Malaria is caused by infection of red blood cells with protozoan parasites of the genus Plasmodium. The parasites are inoculated into the human host by a feeding female anopheline mosquito. The four Plasmodium species that infect humans are P. falciparum, P. vivax, P. ovale and P. malariae. Occasional infections with monkey malaria parasites, such as P. knowlesi, also occur.
The first symptoms of malaria are nonspecific and similar to the symptoms of a minor systemic viral illness. They comprise: headache, lassitude, fatigue, abdominal discomfort and muscle and joint aches, followed by fever, chills, perspiration, anorexia, vomiting and worsening malaise. This is the typical picture of uncomplicated malaria. Residents of endemic areas are often familiar with this combination of symptoms, and frequently self-diagnose.
Malaria is therefore frequently overdiagnosed on the basis of symptoms alone. Infection with P. vivax and P. ovale , more than with other species, can be associated with well-defined malarial paroxysms, in which fever spikes, chills and rigors occur at regular intervals. At this stage, with no evidence of vital organ dysfunction, the case-fatality rate is low (circa 0.1% for P. falciparum infections - the other human malarias are rarely fatal) provided prompt and effective treatment is given. But if ineffective drugs are given or treatment is delayed in falciparum malaria, the parasite burden continues to increase and severe malaria may ensue. A patient may progress from having minor symptoms to having severe disease within a few hours. This usually manifests with one or more of the following: coma (cerebral malaria), metabolic acidosis, severe anaemia, hypoglycaemia and, in adults, acute renal failure or acute pulmonary oedema. By this stage, mortality in people receiving treatment has risen to 15-20%. If untreated, severe malaria is almost always fatal.

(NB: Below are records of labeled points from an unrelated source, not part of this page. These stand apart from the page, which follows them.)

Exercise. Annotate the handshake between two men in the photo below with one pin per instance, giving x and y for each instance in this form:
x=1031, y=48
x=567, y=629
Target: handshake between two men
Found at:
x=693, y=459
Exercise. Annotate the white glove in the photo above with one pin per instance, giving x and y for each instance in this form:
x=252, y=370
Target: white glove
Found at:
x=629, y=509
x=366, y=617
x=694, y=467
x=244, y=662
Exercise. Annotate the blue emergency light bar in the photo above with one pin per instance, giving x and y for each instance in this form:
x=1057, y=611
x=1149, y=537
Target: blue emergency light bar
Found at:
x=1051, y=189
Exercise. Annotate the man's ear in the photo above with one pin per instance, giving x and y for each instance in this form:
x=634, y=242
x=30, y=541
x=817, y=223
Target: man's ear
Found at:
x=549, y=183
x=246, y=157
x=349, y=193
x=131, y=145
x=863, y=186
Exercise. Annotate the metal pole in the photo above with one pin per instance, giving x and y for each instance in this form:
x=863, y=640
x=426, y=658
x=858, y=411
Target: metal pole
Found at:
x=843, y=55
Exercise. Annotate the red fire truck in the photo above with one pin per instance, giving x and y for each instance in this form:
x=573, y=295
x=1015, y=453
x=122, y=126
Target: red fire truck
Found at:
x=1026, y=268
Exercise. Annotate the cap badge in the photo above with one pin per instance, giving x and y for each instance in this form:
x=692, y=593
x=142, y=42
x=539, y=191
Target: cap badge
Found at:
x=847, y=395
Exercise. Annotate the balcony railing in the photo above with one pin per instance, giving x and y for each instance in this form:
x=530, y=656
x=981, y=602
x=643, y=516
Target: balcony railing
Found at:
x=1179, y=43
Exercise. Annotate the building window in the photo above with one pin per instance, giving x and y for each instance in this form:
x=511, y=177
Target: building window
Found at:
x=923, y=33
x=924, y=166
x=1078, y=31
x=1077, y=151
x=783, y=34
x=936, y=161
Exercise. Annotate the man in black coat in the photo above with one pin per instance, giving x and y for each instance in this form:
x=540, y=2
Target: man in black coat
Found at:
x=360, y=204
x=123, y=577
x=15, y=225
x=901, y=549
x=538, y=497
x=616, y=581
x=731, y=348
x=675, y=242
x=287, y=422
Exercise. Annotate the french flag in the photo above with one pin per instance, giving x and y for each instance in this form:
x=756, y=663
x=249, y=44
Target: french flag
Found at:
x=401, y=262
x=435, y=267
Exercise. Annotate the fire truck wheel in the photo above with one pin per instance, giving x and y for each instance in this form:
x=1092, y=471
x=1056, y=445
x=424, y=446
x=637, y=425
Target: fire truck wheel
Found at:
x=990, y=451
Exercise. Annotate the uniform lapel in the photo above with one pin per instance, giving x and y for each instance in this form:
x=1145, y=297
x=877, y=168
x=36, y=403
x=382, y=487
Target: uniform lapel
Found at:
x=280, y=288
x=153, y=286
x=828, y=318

The nature of the clinical disease depends very much on the pattern and intensity of malaria transmission in the area of residence, which determines the degree of protective immunity acquired and, in turn, the clinical disease profile. Where malaria transmission is "stable" - meaning where populations are continuously exposed to a fairly constant rate of malarial inoculations - and if the inoculation rates are high - entomological inoculation rate (EIR) >10/year -, then partial immunity to the clinical disease and to its severe manifestations is acquired early in childhood. In such situations, which prevail in much of sub-Saharan Africa and parts of Oceania, the acute clinical disease described above is almost always confined to young children who suffer high parasite densities and acute clinical disease. If untreated, this can progress very rapidly to severe malaria. In stable and high-transmission areas, adolescents and adults are partially immune and rarely suffer clinical disease, although they continue to harbour low blood-parasite densities. Immunity is reduced in pregnancy, and can be lost when individuals move out of the transmission zone.
In areas of unstable malaria, the situation prevailing in much of Asia and Latin America and the remaining parts of the world where malaria is endemic, the rates of inoculation fluctuate greatly over seasons and years. EIRs are usually <5/year and often <1/year. This retards the acquisition of immunity and results in people of all ages, adults and children alike, suffering acute clinical malaria, with a high risk of progression to severe malaria if untreated. Epidemics may occur in areas of unstable malaria when inoculation rates increase rapidly. Epidemics manifest as a very high incidence of malaria in all age groups and can overwhelm health services. Severe malaria is common if effective treatment is not made widely available.
Thus in areas of high transmission, it is children who are at risk of severe malaria and death, whereas in areas of low or unstable transmission, all age groups are at risk.